En estos días se puede decir que es relativamente fácil crear una red y dejarla funcionando, pero cuando entramos en el ámbito de la seguridad, hay una gran cantidad de detalles que deben ser tenidos en cuenta. Sean redes físicas o inalámbricas, no existe una barrera perfecta que mantenga a los chicos malos alejados, pero un usuario puede hacer todo lo que esté a su alcance para proteger una red. Todo sistema de seguridad debe ser enfrentado a diferentes clases de amenazas, y no hay mejor herramienta para ello que la distro BackTrack, ahora en su versión 4.
BackTrack es tal vez una de las herramientas más reconocidas y utilizadas por aquellos que tienen un constante deseo de revisar y comprobar la seguridad de las redes con las cuales trabajan... y también por aquellos que quieren tomar prestada la conexión a Internet inalámbrica del vecino. En la mayoría de los casos, si bien hay muchos usuarios que han tomado consciencia de la gravedad que implica tener una red inalámbrica abierta, todavía se pueden encontrar ejemplos de redes desprotegidas sobre las cuales no es necesaria ninguna clase de fuerza bruta para acceder a ellas: Un doble clic y estarás navegando en segundos.
Herramientas para poner a prueba la red
Pero en el caso de redes protegidas, para comprobar su vulnerabilidad se necesitan herramientas especializadas. Por suerte, la comunidad de código abierto se toma la seguridad muy en serio, y ha creado diferentes utilidades que pueden hacer sudar sangre a una red que posea algún agujero. Varias de estas utilidades se han concentrado en BackTrack, y su distribución es igual que la de cualquier otra distro de Linux: puedes descargar la imagen ISO y grabarla en un medio apropiado, o puedes utilizar una versión compatible con unidades USB. A partir de allí, podrás realizar diferentes pruebas de penetración en una red. De esta forma se pueden evaluar diferentes factores, que pueden ir desde una contraseña débil y predecible hasta un controlador de red con errores. Si alguno de estos factores demuestra una vulnerabilidad, la probabilidad de que BackTrack la detecte es muy alta. Desde un simple registro de paquetes IP hasta inyectar nuestros propios paquetes para atacar una red, esto es posible a través de BackTrack.

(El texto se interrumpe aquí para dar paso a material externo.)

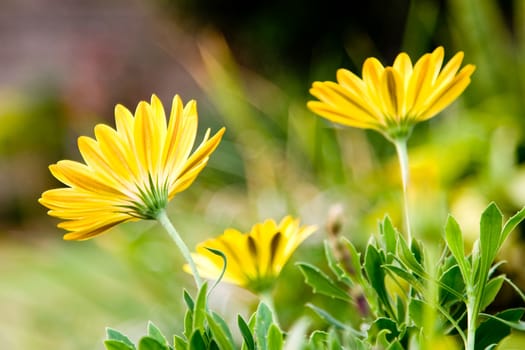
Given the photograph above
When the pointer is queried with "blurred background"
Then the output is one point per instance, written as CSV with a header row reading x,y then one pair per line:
x,y
249,64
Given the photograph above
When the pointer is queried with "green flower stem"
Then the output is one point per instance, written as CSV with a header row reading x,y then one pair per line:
x,y
163,219
402,154
471,318
267,298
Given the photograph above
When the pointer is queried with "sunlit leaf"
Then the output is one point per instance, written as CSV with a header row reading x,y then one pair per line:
x,y
454,239
221,333
155,333
113,334
246,333
321,283
498,326
275,338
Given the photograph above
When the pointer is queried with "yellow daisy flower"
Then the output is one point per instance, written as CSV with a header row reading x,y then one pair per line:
x,y
254,259
392,99
130,172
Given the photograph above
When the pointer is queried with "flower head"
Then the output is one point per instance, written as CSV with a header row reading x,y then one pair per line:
x,y
392,99
254,259
130,172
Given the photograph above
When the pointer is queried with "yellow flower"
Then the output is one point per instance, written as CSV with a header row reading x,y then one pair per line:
x,y
130,172
392,99
254,259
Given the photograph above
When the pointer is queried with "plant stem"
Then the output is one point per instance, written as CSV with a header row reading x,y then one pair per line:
x,y
163,219
471,319
267,298
402,154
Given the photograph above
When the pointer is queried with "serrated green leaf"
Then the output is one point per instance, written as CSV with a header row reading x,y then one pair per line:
x,y
113,344
221,333
113,334
275,338
263,320
150,343
199,312
497,327
197,341
155,332
246,333
341,274
180,343
321,283
454,240
491,290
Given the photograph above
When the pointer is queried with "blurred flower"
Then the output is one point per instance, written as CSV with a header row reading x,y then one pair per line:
x,y
130,172
254,259
392,99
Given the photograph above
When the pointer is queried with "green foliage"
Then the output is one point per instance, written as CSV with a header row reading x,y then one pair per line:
x,y
406,295
206,330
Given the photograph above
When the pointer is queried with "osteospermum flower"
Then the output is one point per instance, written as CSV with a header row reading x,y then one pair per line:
x,y
392,99
254,259
130,172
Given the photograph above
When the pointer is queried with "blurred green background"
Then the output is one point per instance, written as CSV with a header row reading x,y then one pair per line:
x,y
64,65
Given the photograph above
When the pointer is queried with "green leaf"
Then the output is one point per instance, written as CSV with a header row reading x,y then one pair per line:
x,y
497,327
452,286
335,266
318,339
275,337
415,311
321,283
150,343
390,235
332,320
404,274
188,300
197,341
355,257
246,333
384,327
188,324
511,224
263,320
407,257
199,312
490,234
113,344
225,264
491,290
113,334
180,343
454,239
154,332
221,333
376,275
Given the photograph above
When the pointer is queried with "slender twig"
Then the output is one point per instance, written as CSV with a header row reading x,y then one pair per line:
x,y
402,154
163,219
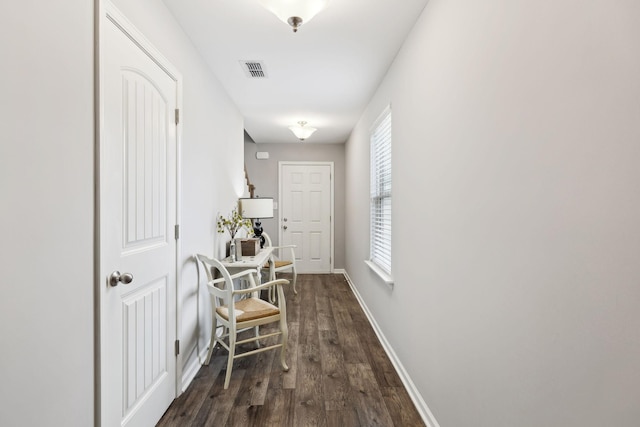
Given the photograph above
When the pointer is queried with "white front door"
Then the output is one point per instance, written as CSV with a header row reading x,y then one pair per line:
x,y
138,157
305,214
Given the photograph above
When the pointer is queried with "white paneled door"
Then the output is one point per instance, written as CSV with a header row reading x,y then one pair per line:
x,y
138,158
305,214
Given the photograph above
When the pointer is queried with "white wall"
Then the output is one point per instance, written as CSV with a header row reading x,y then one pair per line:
x,y
516,132
47,199
46,213
264,175
212,164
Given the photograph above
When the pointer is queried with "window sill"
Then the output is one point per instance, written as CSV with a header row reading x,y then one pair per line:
x,y
386,278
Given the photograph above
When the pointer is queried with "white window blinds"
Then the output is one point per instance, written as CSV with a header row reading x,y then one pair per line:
x,y
380,209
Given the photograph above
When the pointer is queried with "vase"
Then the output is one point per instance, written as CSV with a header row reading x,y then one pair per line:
x,y
232,250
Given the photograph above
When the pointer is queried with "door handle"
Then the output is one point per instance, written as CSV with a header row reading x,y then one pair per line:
x,y
116,278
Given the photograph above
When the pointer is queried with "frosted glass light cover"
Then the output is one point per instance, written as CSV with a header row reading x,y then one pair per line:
x,y
285,9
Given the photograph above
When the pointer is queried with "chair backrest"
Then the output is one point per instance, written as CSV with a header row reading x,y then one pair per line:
x,y
267,239
220,288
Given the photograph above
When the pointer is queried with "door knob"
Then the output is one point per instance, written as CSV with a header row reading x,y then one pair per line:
x,y
116,278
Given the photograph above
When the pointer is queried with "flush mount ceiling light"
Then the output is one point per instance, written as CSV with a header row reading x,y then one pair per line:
x,y
295,12
301,131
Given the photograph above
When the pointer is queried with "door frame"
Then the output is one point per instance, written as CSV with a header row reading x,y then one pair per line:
x,y
283,163
105,10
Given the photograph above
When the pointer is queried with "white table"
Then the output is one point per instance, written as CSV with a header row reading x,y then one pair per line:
x,y
250,262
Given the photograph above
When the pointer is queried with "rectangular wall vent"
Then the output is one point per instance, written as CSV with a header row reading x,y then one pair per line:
x,y
254,69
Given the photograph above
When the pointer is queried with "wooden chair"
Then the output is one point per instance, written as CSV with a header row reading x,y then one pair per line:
x,y
235,313
285,263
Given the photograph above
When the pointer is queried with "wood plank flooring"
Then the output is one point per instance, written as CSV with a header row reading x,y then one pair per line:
x,y
339,374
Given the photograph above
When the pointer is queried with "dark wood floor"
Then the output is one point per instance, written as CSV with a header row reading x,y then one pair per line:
x,y
339,373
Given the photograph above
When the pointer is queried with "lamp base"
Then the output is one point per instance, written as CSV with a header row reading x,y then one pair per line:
x,y
257,231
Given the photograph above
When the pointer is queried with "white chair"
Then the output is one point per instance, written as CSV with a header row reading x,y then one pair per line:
x,y
285,263
235,313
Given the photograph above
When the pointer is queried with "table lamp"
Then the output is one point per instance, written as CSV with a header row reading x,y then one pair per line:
x,y
257,208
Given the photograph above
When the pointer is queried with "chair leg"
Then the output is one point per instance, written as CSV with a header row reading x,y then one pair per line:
x,y
212,340
295,277
232,350
257,332
285,340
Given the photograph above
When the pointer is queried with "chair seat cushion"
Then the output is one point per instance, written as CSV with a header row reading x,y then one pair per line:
x,y
250,309
278,264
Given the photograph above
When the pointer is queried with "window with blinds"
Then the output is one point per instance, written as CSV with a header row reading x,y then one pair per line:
x,y
380,198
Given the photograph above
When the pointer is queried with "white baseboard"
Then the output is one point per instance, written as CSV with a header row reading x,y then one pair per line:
x,y
190,372
416,397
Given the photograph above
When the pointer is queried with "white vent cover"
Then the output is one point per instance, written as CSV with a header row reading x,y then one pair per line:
x,y
254,69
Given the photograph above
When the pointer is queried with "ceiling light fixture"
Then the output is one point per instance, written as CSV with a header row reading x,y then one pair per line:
x,y
301,131
295,13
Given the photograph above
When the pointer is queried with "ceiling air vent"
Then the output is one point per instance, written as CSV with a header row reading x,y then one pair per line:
x,y
254,69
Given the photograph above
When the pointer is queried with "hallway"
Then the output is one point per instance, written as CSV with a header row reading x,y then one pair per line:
x,y
339,373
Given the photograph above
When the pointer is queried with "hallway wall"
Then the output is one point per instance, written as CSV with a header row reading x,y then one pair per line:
x,y
212,153
515,211
47,200
46,213
264,175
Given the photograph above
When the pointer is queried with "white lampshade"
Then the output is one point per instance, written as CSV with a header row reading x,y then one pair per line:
x,y
295,12
301,131
256,208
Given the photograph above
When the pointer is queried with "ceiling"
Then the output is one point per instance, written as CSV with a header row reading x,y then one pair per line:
x,y
324,74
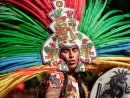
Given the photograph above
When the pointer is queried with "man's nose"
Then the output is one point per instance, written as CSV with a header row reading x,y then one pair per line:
x,y
71,54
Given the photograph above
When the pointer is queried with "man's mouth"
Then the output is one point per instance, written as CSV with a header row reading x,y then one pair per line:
x,y
71,62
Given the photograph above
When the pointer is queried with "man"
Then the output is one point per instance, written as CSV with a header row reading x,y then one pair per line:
x,y
66,84
69,56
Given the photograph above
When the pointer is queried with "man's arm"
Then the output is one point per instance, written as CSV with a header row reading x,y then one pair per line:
x,y
51,86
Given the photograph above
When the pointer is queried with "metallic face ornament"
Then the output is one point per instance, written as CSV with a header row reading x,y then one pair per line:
x,y
65,29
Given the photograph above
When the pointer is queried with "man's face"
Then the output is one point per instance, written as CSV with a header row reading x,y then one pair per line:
x,y
70,56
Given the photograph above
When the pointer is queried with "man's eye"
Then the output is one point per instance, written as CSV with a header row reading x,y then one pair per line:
x,y
65,51
75,50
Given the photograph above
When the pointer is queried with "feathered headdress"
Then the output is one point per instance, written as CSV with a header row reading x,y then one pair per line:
x,y
24,29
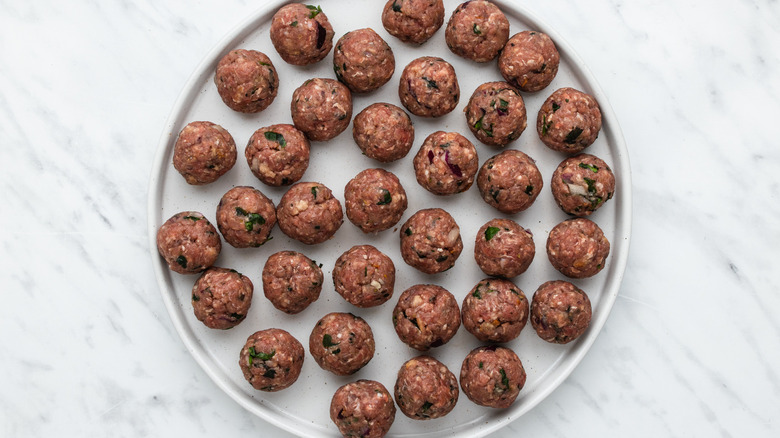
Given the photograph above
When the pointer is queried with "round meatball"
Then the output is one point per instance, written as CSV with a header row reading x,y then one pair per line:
x,y
477,30
383,132
430,241
363,61
425,389
529,61
301,34
492,376
291,281
321,108
278,155
203,152
309,213
188,242
560,312
413,21
495,310
510,181
246,80
429,87
569,120
503,248
364,408
426,316
341,343
271,360
582,184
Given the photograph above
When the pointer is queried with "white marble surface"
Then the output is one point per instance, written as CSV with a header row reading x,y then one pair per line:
x,y
691,347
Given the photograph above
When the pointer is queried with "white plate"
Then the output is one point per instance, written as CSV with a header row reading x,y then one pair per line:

Basado en Debian y con soporte CUDA
El cambio más importante que presenta la versión 4 de BackTrack es que ahora está basado en Debian, utilizando los repositorios disponibles en Ubuntu. Utilizando el kernel 2.6.28.1 de Linux han logrado acceso a una mayor compatibilidad de hardware, pero también se han actualizado muchas de sus utilidades disponibles. Una de las funciones más importantes de BackTrack, la inyección de paquetes, depende mucho del tipo de hardware que el usuario utilice. Hay que tener un buen conocimiento del chip integrado en la tarjeta de red wireless o en su equivalente en adaptador USB. No todos los modelos son compatibles, pero puedes buscar en la lista algún modelo específico para acceder a todas las capacidades de BackTrack. Algunos funcionan sin modificaciones, pero otros pueden requerir ciertos ajustes para que funcionen correctamente.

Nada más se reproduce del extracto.